# Jason vs. Michael



## Omega (May 24, 2004)

Maybe Z will correct me if I put this in the wrong place but here it goes. Based on what we've seen over the years the murders dished out by these two, the recent ass whooping handed down to Freddy Kruegrer By Voorhees, and the ninth halloween flick in production, my question is this: Who would win? It took me a little while to decide but I finally came to the conclusion that Jason would win. Though they're both indestructible, Jasons already dead and still moving about this earth(it's just impossible to kill the bloody bastard.) :voorhees:


----------



## Lilith (Apr 13, 2004)

lol... I am not sure who would win actually. I am not a fan of mixing to stories together or a fan of screwing and changing stories like most of Jason's films... lol... But I might watch it eventually. Omega I know you been telling me too but hell I am not sure if I should or not. I am very picky with my horror films. ^^


----------



## Sinister (Apr 18, 2004)

Yes, I believe that this particular thread DOES belong in the Horror Movies Forum.


----------



## Zombie-F (Apr 12, 2004)

Yeah, so I moved it. 

Anyway, I think Jason would hand Myers his ass on a platter.


----------



## Sinister (Apr 18, 2004)

I'll make it unanimous. Voorhees would make bloody cold cuts out of Myers with his trusty trademark machete! :voorhees:


----------



## DarkEmpress (Apr 22, 2004)

I think it would be the same with Jason and Michael as it was with Jason and Freddy and that neither one would win, but have a constant battle in hell. I dunno...that's just my opinion.


----------



## Sinister (Apr 18, 2004)

While both are practically indestructible, Myers comes off as a mindless automaton with a program that instructs him to kill. Voorhees, is methodical and strides about with a sense of purpose. He actually seems to believe in the job he's doing. Watch the *Friday the 13th* and *Halloween * movie's back-to-back, or as many as you can absorb in one sitting, and the truth will become immediately apparent. Myers is about the only Movie Maniac that could slug it out with Jason for a good while, but the outcome would never be in doubt. Krueger gave him a good whirl around the dance floor, and although *Freddy vs.
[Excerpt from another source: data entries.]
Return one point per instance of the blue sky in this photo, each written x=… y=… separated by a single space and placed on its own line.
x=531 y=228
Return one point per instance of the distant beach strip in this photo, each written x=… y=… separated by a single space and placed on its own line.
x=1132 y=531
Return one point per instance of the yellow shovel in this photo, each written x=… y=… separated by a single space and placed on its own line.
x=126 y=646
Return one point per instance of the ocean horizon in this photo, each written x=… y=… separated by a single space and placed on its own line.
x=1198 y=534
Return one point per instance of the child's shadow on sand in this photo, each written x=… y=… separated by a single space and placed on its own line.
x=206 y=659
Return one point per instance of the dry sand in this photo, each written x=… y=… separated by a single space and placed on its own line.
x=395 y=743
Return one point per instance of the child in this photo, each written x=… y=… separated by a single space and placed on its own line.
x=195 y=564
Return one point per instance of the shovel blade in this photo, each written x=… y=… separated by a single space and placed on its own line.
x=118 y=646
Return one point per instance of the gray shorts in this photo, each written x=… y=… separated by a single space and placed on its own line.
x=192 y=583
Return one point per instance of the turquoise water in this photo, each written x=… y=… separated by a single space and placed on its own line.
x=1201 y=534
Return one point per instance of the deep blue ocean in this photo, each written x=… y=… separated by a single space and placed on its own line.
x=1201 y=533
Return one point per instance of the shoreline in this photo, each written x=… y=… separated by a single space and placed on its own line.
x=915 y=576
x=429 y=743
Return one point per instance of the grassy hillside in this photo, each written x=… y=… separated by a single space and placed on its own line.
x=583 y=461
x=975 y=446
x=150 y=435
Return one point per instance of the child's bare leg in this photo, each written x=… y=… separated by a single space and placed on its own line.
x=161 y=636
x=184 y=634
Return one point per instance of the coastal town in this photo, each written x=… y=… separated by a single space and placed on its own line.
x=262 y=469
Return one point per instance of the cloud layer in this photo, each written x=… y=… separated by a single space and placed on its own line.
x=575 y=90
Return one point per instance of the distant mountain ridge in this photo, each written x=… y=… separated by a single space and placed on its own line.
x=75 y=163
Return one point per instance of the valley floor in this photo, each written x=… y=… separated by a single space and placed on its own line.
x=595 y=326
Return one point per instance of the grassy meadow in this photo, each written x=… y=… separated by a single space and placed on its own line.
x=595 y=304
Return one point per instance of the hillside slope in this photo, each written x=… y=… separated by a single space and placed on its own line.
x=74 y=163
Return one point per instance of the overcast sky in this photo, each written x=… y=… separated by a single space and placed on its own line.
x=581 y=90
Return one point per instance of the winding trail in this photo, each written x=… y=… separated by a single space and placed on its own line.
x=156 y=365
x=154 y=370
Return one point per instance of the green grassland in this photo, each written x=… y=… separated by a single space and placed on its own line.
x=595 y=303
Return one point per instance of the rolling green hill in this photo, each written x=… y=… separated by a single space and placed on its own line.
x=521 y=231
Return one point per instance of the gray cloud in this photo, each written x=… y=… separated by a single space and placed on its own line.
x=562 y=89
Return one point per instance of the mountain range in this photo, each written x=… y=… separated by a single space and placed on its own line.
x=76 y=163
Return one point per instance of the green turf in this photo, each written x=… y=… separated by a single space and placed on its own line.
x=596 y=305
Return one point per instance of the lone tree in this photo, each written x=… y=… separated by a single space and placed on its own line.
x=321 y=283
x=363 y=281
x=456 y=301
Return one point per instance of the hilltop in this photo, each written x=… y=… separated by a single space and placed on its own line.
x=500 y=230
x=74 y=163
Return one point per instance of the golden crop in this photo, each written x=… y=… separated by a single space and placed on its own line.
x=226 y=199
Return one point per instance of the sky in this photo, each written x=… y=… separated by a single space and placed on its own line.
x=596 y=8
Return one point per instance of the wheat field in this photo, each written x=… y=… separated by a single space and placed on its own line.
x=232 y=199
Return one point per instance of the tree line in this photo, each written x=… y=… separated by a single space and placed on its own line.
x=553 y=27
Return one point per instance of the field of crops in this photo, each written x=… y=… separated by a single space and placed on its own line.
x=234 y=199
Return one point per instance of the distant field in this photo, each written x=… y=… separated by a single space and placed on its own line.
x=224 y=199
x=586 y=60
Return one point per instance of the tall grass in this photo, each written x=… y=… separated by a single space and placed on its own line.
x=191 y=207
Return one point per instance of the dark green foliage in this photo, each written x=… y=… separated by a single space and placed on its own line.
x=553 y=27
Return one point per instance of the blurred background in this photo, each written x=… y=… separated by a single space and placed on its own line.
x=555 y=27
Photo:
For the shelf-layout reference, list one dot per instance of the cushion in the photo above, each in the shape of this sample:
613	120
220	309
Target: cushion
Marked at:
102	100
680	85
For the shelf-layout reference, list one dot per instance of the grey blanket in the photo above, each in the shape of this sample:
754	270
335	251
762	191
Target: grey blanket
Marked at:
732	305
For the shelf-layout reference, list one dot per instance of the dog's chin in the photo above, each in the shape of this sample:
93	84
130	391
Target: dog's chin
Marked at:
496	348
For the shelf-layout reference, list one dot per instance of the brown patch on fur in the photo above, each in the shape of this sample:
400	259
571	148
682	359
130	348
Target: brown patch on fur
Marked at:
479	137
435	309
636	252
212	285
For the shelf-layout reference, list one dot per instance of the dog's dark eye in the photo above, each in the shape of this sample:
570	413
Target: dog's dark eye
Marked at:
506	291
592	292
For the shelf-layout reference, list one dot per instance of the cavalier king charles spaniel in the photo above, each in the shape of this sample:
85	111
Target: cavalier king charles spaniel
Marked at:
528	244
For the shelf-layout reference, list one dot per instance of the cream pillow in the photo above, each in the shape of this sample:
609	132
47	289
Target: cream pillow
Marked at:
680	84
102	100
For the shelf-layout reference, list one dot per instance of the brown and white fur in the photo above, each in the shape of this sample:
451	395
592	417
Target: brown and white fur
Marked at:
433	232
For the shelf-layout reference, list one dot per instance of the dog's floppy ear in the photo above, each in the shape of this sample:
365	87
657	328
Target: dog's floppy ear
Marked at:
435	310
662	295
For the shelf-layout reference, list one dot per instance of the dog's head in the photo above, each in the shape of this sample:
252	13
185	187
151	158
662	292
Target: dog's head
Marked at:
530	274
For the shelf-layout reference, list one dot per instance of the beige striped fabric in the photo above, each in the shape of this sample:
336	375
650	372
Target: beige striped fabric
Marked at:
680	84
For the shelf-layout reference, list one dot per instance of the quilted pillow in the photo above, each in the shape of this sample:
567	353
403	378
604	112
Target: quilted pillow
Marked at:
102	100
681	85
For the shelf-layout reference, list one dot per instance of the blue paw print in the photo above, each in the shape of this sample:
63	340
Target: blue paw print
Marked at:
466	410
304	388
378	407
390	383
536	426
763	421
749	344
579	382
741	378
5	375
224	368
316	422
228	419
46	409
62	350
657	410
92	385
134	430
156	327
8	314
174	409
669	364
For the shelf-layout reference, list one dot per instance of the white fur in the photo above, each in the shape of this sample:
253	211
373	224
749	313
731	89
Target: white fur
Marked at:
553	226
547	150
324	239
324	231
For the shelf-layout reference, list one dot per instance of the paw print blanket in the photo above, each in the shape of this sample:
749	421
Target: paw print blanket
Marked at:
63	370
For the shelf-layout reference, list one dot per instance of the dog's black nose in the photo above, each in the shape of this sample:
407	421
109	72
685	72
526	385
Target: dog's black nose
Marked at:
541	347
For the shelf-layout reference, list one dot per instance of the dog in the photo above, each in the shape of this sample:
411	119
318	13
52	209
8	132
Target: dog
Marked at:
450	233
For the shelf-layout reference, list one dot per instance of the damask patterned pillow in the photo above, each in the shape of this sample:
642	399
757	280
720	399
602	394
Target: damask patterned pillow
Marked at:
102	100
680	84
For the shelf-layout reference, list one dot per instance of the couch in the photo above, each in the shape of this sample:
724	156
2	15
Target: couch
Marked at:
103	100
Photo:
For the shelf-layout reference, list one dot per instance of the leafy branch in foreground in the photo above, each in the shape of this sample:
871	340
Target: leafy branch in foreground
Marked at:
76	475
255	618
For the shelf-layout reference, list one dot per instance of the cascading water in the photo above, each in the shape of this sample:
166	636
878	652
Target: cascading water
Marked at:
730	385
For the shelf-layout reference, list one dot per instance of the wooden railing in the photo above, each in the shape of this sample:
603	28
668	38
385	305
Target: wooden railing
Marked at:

Jason* was a good movie, there was a lot of fumbling of the ball in my opinion. If you want me to go into detail, I will on this one point: Jason is Dead! He's a Zombie. How the **** was he susceptible to the tranquilizer injected into him to transport him back to Camp Crystal Lake? If you want to go off into left field here, Freddy shouldn't have been able to have ANY influence, in the guise of Pamela Voorhees or any other, because Krueger only attacks in dreams, and with the exception of that one scene JASON WAS AWAKE THE WHOLE TIME!!!

One last thing that is somewhat related: Why didn't Betsy Palmer reprise the Pamela Voorhees role? Does anyone know?


----------



## dougspaulding (May 22, 2004)

I think they would finish up in a dead heat!


----------